Deciding on the formal structure of their operations is one of the biggest decisions a social entrepreneurs will make. Several options exist; limited companies, charities and community interest companies (CICs) among them.
It’s hugely important that you don’t make the decision without seeking specialist advice. Guidance is on hand from several sources including UnLtd’s legal clinic. Cliff Prior admits that which structure to adopt is the most common question fielded by the clinic’s lawyers.
‘Going down the charitable model means that you’ve got tax advantages and you can attract donations from the public or trust funds,’ he says, ‘while the limited company route allows you to look to equity based investors who will want a profit on their investment.
‘If you go down the CIC route, it may look like it’s perfectly designed to be in the middle but actually you don’t have the tax advantages, nor do you have the equity investment option. It is something which needs to be done with real care as it’s full of traps. Often the route that looks easiest for year one can prove a bottleneck a few years down the line.’
Despite Prior’s warning, the CIC option has proved perfect for Quotes4Charity. John Mulkerrin says he originally intended to run a limited company alongside a charity but changed his mind after discovering the CIC legislation.
‘A charity is restricted by its own covenant in respect that it can’t really trade,’ he says. ‘But you need the charity element to make people aware you are different.
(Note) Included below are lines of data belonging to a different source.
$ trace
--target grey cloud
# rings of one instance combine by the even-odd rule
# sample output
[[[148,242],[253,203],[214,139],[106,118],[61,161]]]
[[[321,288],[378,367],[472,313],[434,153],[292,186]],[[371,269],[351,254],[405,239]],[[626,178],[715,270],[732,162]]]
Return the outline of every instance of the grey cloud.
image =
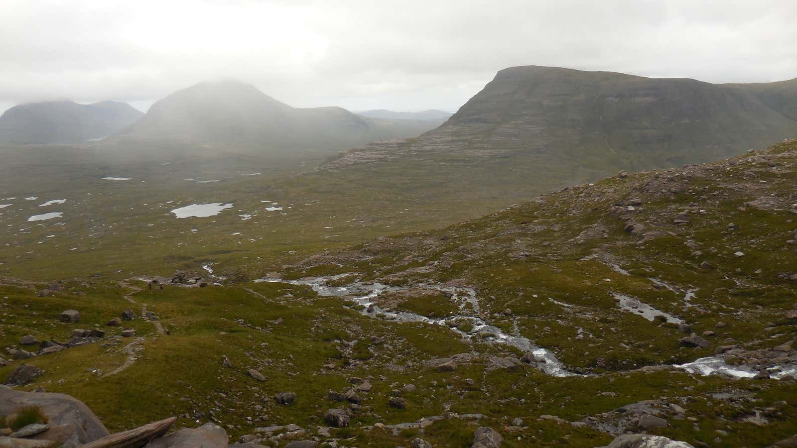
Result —
[[[296,106],[456,109],[497,70],[797,77],[792,0],[6,0],[0,105],[251,82]],[[139,106],[141,107],[141,106]]]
The CIC branding, the fact that a regulator’s there and I’ve got a status that can be stripped if I don’t satisfy community tests all clearly distinguishes me from my competitors.’
Quotes4Charity is the first such social enterprise in the UK financial services sector and the CIC routes appears to be working. But for Sam Conniff, a limited company was always going to be his only choice.
‘I would tell any social entrepreneur to be an entrepreneur, to be a limited company, to be profitable, to be successful, to challenge themselves, put themselves into the marketplace and succeed whilst also having a responsible, social and ethical business,’ he says. ‘That is the only way we’ll get the likes of Sony BMG to realise there are business and social benefits and how we’ll change the world.’